Monday, November 01, 2010

 

Schoolless Untownishness

Excerpts from Vladimir Nabokov, Speak, Memory (New York: G.P Putnam's Sons, 1966).

Pp. 108-109:
All my life I have been a poor go-to-sleeper. People in trains, who lay their newspaper aside, fold their silly arms, and immediately, with an offensive familiarity of demeanor, start snoring, amaze me as much as the uninhibited chap who cozily defecates in the presence of a chatty tubber, or participates in huge demonstrations, or joins some union in order to dissolve in it. Sleep is the most moronic fraternity in the world, with the heaviest dues and the crudest rituals.
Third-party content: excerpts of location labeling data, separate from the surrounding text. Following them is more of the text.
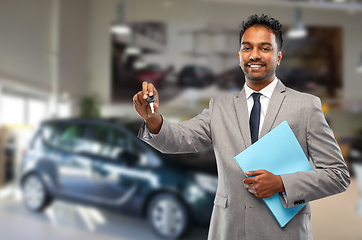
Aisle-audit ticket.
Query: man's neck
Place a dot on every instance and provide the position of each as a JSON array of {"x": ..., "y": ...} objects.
[{"x": 258, "y": 85}]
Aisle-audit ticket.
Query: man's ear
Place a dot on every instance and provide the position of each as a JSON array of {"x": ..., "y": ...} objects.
[{"x": 280, "y": 56}]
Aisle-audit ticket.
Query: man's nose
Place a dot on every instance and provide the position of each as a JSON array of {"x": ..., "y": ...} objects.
[{"x": 254, "y": 55}]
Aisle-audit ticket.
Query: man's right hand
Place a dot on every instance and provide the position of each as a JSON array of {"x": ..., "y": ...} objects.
[{"x": 153, "y": 120}]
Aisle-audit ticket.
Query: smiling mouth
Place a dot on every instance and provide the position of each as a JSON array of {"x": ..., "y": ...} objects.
[{"x": 255, "y": 65}]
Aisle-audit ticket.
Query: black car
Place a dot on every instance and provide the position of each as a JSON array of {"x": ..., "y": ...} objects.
[
  {"x": 103, "y": 163},
  {"x": 192, "y": 75}
]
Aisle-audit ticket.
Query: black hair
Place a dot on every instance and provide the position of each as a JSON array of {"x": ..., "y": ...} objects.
[{"x": 266, "y": 21}]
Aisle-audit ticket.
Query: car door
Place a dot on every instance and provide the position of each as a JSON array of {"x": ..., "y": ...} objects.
[
  {"x": 74, "y": 165},
  {"x": 116, "y": 172}
]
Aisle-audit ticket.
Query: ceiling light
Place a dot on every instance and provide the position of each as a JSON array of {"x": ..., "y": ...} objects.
[
  {"x": 359, "y": 68},
  {"x": 298, "y": 30},
  {"x": 121, "y": 29},
  {"x": 133, "y": 51}
]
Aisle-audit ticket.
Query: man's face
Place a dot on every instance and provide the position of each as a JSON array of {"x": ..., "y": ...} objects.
[{"x": 259, "y": 55}]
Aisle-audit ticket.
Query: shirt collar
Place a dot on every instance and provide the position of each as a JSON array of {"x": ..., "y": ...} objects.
[{"x": 266, "y": 91}]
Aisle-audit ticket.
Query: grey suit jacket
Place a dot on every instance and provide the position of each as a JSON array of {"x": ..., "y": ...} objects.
[{"x": 237, "y": 214}]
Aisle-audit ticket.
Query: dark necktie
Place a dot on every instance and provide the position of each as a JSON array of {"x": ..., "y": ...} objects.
[{"x": 255, "y": 118}]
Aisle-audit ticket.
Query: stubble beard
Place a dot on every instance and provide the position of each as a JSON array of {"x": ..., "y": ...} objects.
[{"x": 261, "y": 78}]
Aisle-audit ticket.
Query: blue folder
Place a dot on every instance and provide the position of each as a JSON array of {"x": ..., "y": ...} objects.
[{"x": 280, "y": 153}]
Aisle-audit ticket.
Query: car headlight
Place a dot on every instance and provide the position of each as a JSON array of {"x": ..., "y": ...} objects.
[{"x": 206, "y": 182}]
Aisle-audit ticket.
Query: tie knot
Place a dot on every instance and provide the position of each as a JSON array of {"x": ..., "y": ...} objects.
[{"x": 256, "y": 96}]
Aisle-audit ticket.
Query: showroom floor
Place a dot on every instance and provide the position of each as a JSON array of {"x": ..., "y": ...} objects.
[{"x": 334, "y": 218}]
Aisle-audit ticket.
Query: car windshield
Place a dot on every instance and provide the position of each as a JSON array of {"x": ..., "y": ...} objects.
[{"x": 204, "y": 159}]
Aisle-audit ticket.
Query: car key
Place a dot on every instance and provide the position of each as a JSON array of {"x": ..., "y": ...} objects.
[{"x": 150, "y": 100}]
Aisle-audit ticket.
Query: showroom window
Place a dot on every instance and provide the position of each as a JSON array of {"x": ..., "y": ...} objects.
[{"x": 19, "y": 109}]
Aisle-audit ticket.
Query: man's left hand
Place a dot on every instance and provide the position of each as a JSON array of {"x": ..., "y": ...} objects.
[{"x": 263, "y": 184}]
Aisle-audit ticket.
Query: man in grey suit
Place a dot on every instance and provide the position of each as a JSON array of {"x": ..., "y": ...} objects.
[{"x": 234, "y": 121}]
It is a mental torture I find debasing. The strain and drain of composition often force me, alas, to swallow a strong pill that gives me an hour or two of frightful nightmares or even to accept the comic relief of a midday snooze, the way a senile rake might totter to the nearest euthanasium; but I simply cannot get used to the nightly betrayal of reason, humanity, genius. No matter how great my weariness, the wrench of parting with consciousness is unspeakably repulsive to me. I loathe Somnus, that black-masked headsman binding me to the block; and if in the course of years, with the approach of a far more thorough and still more risible disintegration, which nowanights, I confess, detracts much from the routine horrors of sleep, I have grown so accustomed to my bedtime ordeal as almost to swagger while the familiar ax is coming out of its great velvet-lined double-base [sic, double-bass?] case, initially I had no such comfort or defense: I had nothing—except one token light in the potentially refulgent chandelier of Mademoiselle's bedroom, whose door, by our family doctor's decree (I salute you, Dr. Sokolov!), remained slightly ajar. Its vertical line of lambency (which a child's tears could transform into dazzling rays of compassion) was something I could cling to, since in absolute darkness my head would swim and my mind melt in a travesty of the death struggle.
P. 183:
...the very essence of summer freedom—schoolless untownishness...
P. 191:
Our relationship was marked by that habitual exchange of homespun nonsense, comically garbled words, proposed imitations of supposed intonations, and all those private jokes which is the secret code of happy families.